Like most of the others, Rubashov lands in prison, awaiting execution. During an interrogation, his old friend Ivanov tries to coax him into confessing to treason. There are, Ivanov says, only two conceptions of ethics. The one is the humane Christian ethic, which upholds the sanctity of each person. The other is the collectivist ethic, which in every way subordinates the individual to the whole. Rubashov’s treason lies in his failure fully to embrace what Ivanov labels the “vivisection morality” of the second ethic.
What is to quench the spiritual thirst of thirsting mankind? The collectivist poison is, at the outset, a bracing and heady brew. And the other jug may have run low. Our traditions are largely inertial and residual, Douthat proposes. It is a suggestion of cultural exhaustion. “They ceased to be driven on by their idea of their position in the world,” V. S. Naipaul says, in A Bend in the River, of the Arabs of post-colonial East Africa. “Their energy was lost; they forgot who they were and where they had come from.” Their authority “was only a matter of custom. It could be blown away at any time.”
Yet there remains what Naipaul called the pessimism that can drive men on to do wonders. The cause of the Enlightenment remains the cause of America, the cause of America in a great measure the cause of mankind. There is much to fight for.

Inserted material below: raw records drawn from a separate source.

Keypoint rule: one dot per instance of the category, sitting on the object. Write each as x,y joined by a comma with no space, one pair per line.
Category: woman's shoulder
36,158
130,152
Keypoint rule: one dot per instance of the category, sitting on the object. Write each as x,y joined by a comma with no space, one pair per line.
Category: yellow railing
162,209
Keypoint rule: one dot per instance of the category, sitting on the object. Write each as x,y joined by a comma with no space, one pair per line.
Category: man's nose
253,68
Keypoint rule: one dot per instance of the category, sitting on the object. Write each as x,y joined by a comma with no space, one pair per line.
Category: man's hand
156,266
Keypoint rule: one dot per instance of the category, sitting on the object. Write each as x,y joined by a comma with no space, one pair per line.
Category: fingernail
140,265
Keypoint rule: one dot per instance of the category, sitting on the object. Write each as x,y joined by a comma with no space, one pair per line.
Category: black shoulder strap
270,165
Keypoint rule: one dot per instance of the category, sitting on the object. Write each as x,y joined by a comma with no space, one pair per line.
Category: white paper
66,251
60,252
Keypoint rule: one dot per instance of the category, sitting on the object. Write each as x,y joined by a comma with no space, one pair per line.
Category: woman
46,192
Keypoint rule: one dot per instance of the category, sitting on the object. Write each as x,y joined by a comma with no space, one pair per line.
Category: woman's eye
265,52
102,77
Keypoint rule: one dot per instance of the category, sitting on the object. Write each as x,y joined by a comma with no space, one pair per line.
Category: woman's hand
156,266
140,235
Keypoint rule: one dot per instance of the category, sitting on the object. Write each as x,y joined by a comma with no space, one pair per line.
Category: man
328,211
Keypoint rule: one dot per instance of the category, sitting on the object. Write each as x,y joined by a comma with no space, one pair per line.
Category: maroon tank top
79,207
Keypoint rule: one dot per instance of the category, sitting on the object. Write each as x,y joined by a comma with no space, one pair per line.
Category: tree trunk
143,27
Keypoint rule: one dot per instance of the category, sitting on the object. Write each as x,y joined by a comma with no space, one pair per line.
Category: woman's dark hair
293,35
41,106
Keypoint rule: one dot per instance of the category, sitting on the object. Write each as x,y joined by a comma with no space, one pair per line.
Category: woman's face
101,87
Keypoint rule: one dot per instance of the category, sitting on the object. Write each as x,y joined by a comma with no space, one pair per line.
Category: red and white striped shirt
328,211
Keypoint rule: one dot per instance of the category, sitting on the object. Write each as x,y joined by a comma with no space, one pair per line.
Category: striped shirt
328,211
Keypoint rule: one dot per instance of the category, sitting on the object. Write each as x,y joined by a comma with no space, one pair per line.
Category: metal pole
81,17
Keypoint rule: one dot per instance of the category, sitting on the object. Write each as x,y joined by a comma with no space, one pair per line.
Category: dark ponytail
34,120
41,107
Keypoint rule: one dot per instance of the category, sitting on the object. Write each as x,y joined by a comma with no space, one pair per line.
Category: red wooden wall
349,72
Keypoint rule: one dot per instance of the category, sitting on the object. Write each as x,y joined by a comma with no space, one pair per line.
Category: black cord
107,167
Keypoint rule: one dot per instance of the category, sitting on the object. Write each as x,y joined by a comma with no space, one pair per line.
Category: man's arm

Those who believe in openness and skepticism will always find it hard to challenge those whose minds are tainted with fanaticism. To adopt the unswerving (and invariably humorless) certainty of the zealot is to forfeit the contest. To show bottomless understanding, on the other hand, is to lose it inch by inch. Aside from his awkward and ineffectual outburst at the dinner party, Myshkin displays his faith only as a mode of withdrawal. “The essence of religious feeling doesn’t fit in with any reasoning,” he says. “There’s something in it that atheisms will eternally glance off.” It is a pretty thought in the abstract. In practice it is a defensive crouch. Myshkin retreats to the utmost end; he retreats into madness. He appears to forgive the murderer of his fiancée on the day of the murder. This is the last we see of him.
“If the nobility denounces the national dogmas,” Joseph de Maistre proclaimed in his reflections on the French Revolution, “the State is lost.” Like Dostoevsky’s beautiful man, Maistre was appalled by the revolution. Like the idiot saint, Maistre veered toward the mystical. But Maistre was not one to retreat. Battles, he said, are won not by rational calculation but by an irrational inner conviction. They are won by acts of faith. “Life itself is a battle of this sort,” wrote Isaiah Berlin, rephrasing Maistre’s beliefs, “and any attempt to describe it in rational terms is a dreadful distortion.” This is to say little more than that you cannot derive an ought from an is. Others besides Maistre have remarked the paradox that it takes more than logic to press the case for reason. Tolerance, humanism, and free inquiry are useful—oh how they are useful! To endure, however, they must be made to inspire. Down with grievance, simplicity, vilification, critical theory, and collective guilt. Be brave enough to call them ugly. Up with joy, complexity, charity, wonder, liberty, and exploration. Have the courage to extol their beauty.
Love your enemies. Bless them that curse you. Do good to them that hate you. But never bow to the mob.